Norway’s Scan Reach will launch its low-cost solution for connecting the global fleet to the internet via a mesh network that can improve safety, cut cargo costs and improve operational efficiency for ships at this year’s Nor-Shipping event in Oslo.
The so-called digital revolution for the maritime and offshore industries is driven by the connectivity between individual vessels and between ships and their shore-based office network. For the existing fleet of up to 80,000 ships globally, the only option to achieve the necessary connectivity has been through the high cost process of adding cables throughout the vessel.
“In the search for a safer, cleaner and a more efficient shipping industry, the problem with on-board connectivity had to be solved,” said John Roger Nesje, CEO at Scan Reach.
Established in 2015, Scan Reach Technologies has developed a system that it says will allow vessel operators to retrofit a mesh network composed of ‘nodes’ that can be placed in key areas around a ship that will connect the vessel’s network to the onboard communications systems and to the web without the need for cables.
The mesh nodes can also connect to sensors on the vessel via a Bluetooth connection that will record and connect to a central computer on the vessel’s bridge, allowing for readings such as fuel consumption, engine diagnostics and other critical information such as temperature in the vicinity of the node, humidity, noise levels and light exposure that will all be available to the bridge and to shore-based offices in real-time.
Nesje said that connecting the ship is a simple affair – a crew member will configure a ship’s computer to pick up signals from the nodes. Another member of the staff places the nodes in strategic locations and reports the number and location of each node to his or her colleague at the computer. Once the mesh network is established the system is ready to go.
The company has also developed a node that can be worn by crew members or passengers that will register a person’s whereabouts at the time of a critical event such as a fire or collision.

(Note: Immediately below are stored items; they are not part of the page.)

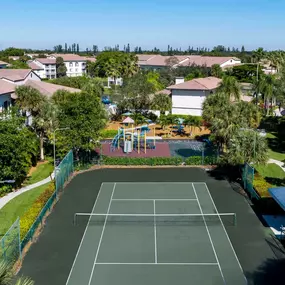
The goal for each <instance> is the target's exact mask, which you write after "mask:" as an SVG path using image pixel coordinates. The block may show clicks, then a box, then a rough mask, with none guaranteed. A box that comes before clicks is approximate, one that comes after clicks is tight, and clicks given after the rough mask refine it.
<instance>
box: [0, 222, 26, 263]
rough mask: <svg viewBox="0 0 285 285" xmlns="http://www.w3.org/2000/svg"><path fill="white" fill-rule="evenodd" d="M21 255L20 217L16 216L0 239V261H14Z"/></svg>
mask: <svg viewBox="0 0 285 285" xmlns="http://www.w3.org/2000/svg"><path fill="white" fill-rule="evenodd" d="M21 257H22V256H21V238H20V219H19V218H18V219H17V220H16V221H15V222H14V224H13V225H12V226H11V227H10V229H9V230H8V231H7V232H6V234H5V235H4V236H3V237H2V238H1V240H0V261H4V262H6V263H14V262H16V261H17V260H19V259H21Z"/></svg>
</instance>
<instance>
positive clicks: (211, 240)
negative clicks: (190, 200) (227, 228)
mask: <svg viewBox="0 0 285 285" xmlns="http://www.w3.org/2000/svg"><path fill="white" fill-rule="evenodd" d="M192 187H193V190H194V193H195V197H196V198H197V202H198V206H199V209H200V212H201V214H202V215H204V213H203V210H202V207H201V204H200V201H199V198H198V196H197V192H196V189H195V186H194V183H192ZM203 221H204V224H205V227H206V230H207V233H208V236H209V239H210V242H211V245H212V248H213V251H214V255H215V257H216V260H217V263H218V266H219V269H220V273H221V275H222V278H223V281H224V284H226V281H225V277H224V274H223V272H222V268H221V265H220V262H219V259H218V255H217V252H216V250H215V247H214V243H213V241H212V237H211V234H210V231H209V229H208V226H207V223H206V220H205V217H204V216H203Z"/></svg>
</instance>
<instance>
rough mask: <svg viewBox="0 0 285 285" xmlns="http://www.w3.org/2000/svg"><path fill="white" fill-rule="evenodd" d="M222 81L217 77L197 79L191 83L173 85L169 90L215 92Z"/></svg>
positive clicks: (211, 77) (176, 84) (190, 80)
mask: <svg viewBox="0 0 285 285" xmlns="http://www.w3.org/2000/svg"><path fill="white" fill-rule="evenodd" d="M221 82H222V80H221V79H220V78H217V77H206V78H196V79H192V80H190V81H186V82H183V83H179V84H176V85H171V86H169V87H167V89H168V90H172V89H180V90H213V89H216V88H217V87H218V86H219V85H220V83H221Z"/></svg>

“One reason it is important to obtain wireless connectivity in steel environments (the steel makes connectivity poor), particularly deep in the engine room, is because it is safer. Too many lives are lost at sea,” said Nesje.

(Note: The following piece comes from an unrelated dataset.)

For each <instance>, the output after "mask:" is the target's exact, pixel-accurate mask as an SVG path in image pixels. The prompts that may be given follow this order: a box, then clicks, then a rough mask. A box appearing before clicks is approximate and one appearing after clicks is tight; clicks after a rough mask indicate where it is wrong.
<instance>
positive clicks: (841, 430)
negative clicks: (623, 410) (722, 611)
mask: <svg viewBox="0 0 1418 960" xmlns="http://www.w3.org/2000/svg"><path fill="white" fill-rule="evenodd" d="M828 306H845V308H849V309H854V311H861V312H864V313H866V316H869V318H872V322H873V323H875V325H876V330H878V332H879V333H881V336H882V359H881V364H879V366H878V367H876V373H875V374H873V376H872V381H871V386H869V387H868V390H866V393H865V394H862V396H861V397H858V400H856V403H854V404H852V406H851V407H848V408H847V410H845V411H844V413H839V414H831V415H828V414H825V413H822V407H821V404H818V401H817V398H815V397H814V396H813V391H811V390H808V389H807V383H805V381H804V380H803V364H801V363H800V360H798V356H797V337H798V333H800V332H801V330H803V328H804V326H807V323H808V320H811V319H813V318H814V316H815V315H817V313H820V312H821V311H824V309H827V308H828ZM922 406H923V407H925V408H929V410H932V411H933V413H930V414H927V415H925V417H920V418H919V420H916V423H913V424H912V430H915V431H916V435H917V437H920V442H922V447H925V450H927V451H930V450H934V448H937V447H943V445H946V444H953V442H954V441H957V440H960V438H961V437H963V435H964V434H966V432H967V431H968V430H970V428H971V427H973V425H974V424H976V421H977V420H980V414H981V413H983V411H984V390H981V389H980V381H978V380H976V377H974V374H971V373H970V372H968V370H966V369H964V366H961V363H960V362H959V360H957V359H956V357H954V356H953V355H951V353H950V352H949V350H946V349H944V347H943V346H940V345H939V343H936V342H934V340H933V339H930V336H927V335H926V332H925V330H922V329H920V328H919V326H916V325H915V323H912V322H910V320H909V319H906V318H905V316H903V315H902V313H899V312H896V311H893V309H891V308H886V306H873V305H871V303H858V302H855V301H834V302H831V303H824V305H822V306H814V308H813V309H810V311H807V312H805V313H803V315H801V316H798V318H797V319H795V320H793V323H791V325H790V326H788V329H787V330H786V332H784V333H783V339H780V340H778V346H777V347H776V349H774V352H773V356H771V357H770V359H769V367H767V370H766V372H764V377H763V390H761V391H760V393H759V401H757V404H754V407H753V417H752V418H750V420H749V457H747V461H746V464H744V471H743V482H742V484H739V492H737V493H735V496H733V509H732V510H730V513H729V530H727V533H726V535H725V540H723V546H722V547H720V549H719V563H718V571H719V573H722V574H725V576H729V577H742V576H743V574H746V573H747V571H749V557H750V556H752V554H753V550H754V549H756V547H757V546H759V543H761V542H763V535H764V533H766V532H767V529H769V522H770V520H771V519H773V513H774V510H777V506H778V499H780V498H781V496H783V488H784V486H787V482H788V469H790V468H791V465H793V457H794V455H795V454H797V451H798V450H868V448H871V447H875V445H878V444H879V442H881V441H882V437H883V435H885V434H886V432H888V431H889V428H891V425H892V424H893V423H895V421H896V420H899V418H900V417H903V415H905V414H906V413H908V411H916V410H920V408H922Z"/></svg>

Each mesh node will cost NOK 500 ($58.50) with around 100 nodes for a medium-sized ship required along with what Scan Reach calls a “gateway computer” that the mesh network will report to, but which is not connected to the vessel’s main power, allowing the system to maintain its capabilities in emergency situations. Companies that cannot meet this cost can also agree a lease deal with Scan Reach.
Nesje also pointed out that while the nodes meet International Protection Marking level IP67 (the unit can be dropped into a body of water up to a meter deep for half an hour), and meet explosion-proof and water-proof standards, an intense fire will destroy the nodes. One method to assure that the system would be able to continue operations would be to build in redundancy, applying more nodes in critical areas so that if one is destroyed the signal will automatically find a path using another node.

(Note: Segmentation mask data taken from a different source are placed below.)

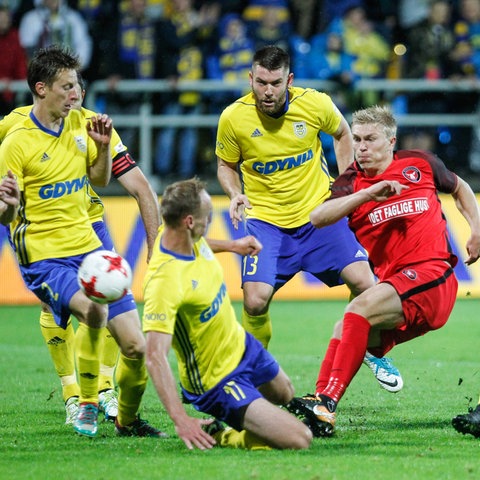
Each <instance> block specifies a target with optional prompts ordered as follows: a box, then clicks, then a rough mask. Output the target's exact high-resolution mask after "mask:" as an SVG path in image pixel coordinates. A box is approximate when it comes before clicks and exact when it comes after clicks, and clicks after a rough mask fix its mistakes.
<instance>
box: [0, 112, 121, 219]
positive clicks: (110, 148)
mask: <svg viewBox="0 0 480 480" xmlns="http://www.w3.org/2000/svg"><path fill="white" fill-rule="evenodd" d="M32 108H33V105H27V106H25V107H18V108H16V109H15V110H12V111H11V112H10V113H9V114H8V115H5V117H3V119H2V120H0V143H2V142H3V139H4V138H5V137H6V135H7V132H8V131H9V130H10V128H12V127H13V126H15V125H16V124H17V123H19V122H22V121H24V120H25V119H26V118H27V117H28V115H29V113H30V112H31V110H32ZM81 113H82V115H83V116H84V117H85V118H86V119H87V120H90V119H91V118H92V117H95V116H96V115H97V114H96V113H95V112H93V111H92V110H88V109H86V108H83V107H82V109H81ZM126 151H127V147H126V146H125V145H123V143H122V140H121V138H120V135H118V132H117V131H116V130H115V129H113V130H112V138H111V140H110V154H111V156H112V160H113V159H115V158H116V157H117V155H118V154H120V153H123V152H126ZM86 193H87V198H86V200H87V202H88V214H89V216H90V219H91V221H92V223H93V222H98V221H101V220H103V215H104V213H105V212H104V211H105V208H104V205H103V203H102V200H101V199H100V197H99V196H98V194H97V193H96V192H95V190H94V189H93V188H92V186H91V185H90V184H88V187H87V191H86Z"/></svg>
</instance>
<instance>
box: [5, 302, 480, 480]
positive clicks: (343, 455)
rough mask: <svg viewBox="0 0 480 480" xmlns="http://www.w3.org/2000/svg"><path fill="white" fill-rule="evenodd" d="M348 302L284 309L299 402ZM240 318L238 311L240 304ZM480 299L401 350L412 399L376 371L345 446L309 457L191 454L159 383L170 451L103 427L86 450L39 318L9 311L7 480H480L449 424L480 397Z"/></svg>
mask: <svg viewBox="0 0 480 480" xmlns="http://www.w3.org/2000/svg"><path fill="white" fill-rule="evenodd" d="M343 307H344V303H342V302H298V303H295V302H280V301H277V302H274V303H273V304H272V318H273V322H274V335H273V340H272V343H271V351H272V352H273V353H274V355H275V356H276V357H277V359H278V360H279V361H280V363H281V365H282V366H283V368H284V369H285V370H286V371H287V373H289V375H290V376H291V378H292V380H293V382H294V385H295V387H296V389H297V393H298V394H299V395H301V394H304V393H307V392H311V391H312V390H313V386H314V383H315V380H316V375H317V371H318V366H319V362H320V359H321V357H322V356H323V351H324V349H325V347H326V345H327V342H328V338H329V336H330V332H331V329H332V326H333V323H334V322H335V320H336V319H338V318H339V317H340V316H341V314H342V311H343ZM236 308H237V310H239V305H236ZM479 309H480V300H464V301H459V302H457V305H456V307H455V310H454V312H453V314H452V317H451V319H450V321H449V322H448V323H447V325H446V326H445V327H444V328H443V329H441V330H439V331H437V332H432V333H429V334H428V335H426V336H425V337H423V338H419V339H416V340H413V341H411V342H409V343H406V344H404V345H400V346H398V347H396V348H395V349H394V350H393V351H392V352H391V356H392V357H393V358H394V360H395V364H396V365H397V366H398V368H399V369H400V370H401V372H402V374H403V378H404V381H405V387H404V389H403V390H402V391H401V392H399V393H397V394H391V393H388V392H386V391H384V390H382V389H381V388H380V387H379V386H378V384H377V383H376V381H375V380H374V378H373V376H372V374H371V373H370V371H369V370H368V369H367V368H366V367H362V368H361V369H360V371H359V373H358V374H357V376H356V377H355V379H354V380H353V382H352V384H351V385H350V387H349V389H348V391H347V393H346V395H345V396H344V398H343V400H342V402H341V404H340V407H339V410H338V420H337V423H338V429H337V433H336V435H335V437H333V438H330V439H315V440H314V442H313V444H312V447H311V448H310V449H309V450H308V451H302V452H289V451H272V452H246V451H238V450H228V449H219V448H218V449H213V450H211V451H208V452H201V451H199V450H196V451H188V450H187V449H186V448H185V447H184V445H183V443H182V442H181V441H180V440H179V439H178V437H176V436H175V432H174V429H173V427H172V424H171V422H170V421H169V419H168V417H167V416H166V414H165V412H164V410H163V408H162V406H161V404H160V402H159V401H158V399H157V397H156V395H155V392H154V391H153V388H152V386H151V385H150V384H149V386H148V388H147V392H146V394H145V397H144V401H143V407H142V415H143V416H144V417H145V418H147V419H148V420H149V421H150V422H151V423H153V424H154V425H156V426H161V427H162V428H163V429H164V430H166V431H167V432H168V433H169V434H170V435H171V438H169V439H166V440H160V441H159V440H155V439H131V438H126V439H125V438H116V437H115V435H114V431H113V430H114V429H113V425H111V424H104V423H102V424H101V425H100V428H99V435H98V437H97V438H95V439H88V438H84V437H78V436H76V435H74V433H73V430H72V428H71V427H68V426H65V425H63V421H64V409H63V403H62V399H61V391H60V384H59V381H58V379H57V377H56V375H55V373H54V371H53V367H52V365H51V361H50V358H49V356H48V353H47V349H46V347H45V346H44V344H43V340H42V338H41V335H40V331H39V327H38V313H39V309H38V307H34V308H31V307H12V308H6V307H3V308H0V479H2V480H3V479H7V478H17V479H56V480H63V479H75V480H83V479H88V480H91V479H109V480H110V479H112V480H117V479H131V480H136V479H157V478H158V479H175V480H183V479H209V480H210V479H215V480H217V479H229V480H236V479H247V478H251V479H259V480H260V479H269V480H272V479H273V478H274V479H275V480H291V479H297V478H298V479H302V480H324V479H338V480H342V479H355V480H362V479H371V478H379V479H389V480H390V479H392V480H395V479H408V480H414V479H421V480H423V479H450V478H451V479H458V478H461V479H477V478H480V462H479V461H478V457H479V453H480V439H475V438H473V437H471V436H463V435H460V434H458V433H457V432H455V431H454V430H453V428H452V427H451V424H450V421H451V418H452V417H453V416H454V415H456V414H458V413H464V412H466V410H467V408H468V406H469V405H472V406H473V405H475V404H476V401H477V399H478V394H479V391H480V375H479V369H480V361H479V360H480V358H479V354H478V351H479V338H480V324H479V322H478V311H479Z"/></svg>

The company currently has eight contracts with different owners that will test the system on one ship in their fleet. But Scan Reach is expecting to achieve a 20 to 25 percent market share of the maritime sector. The company is also looking for potential markets in the oil and gas industry, from wind energy producers, the military, ports, yards and the aquaculture industry (including fish farms).
According to Nesje, Scan Reach has already been approached by oil companies, wind farm operators, mining companies and, to his surprise, a broadcaster, for quotations.
The development phase for the company has taken four years with five external investors owning 40 percent of the company’s shares. Of the remaining 60 percent, Nesje said the company’s 10 employees own nearly all of it.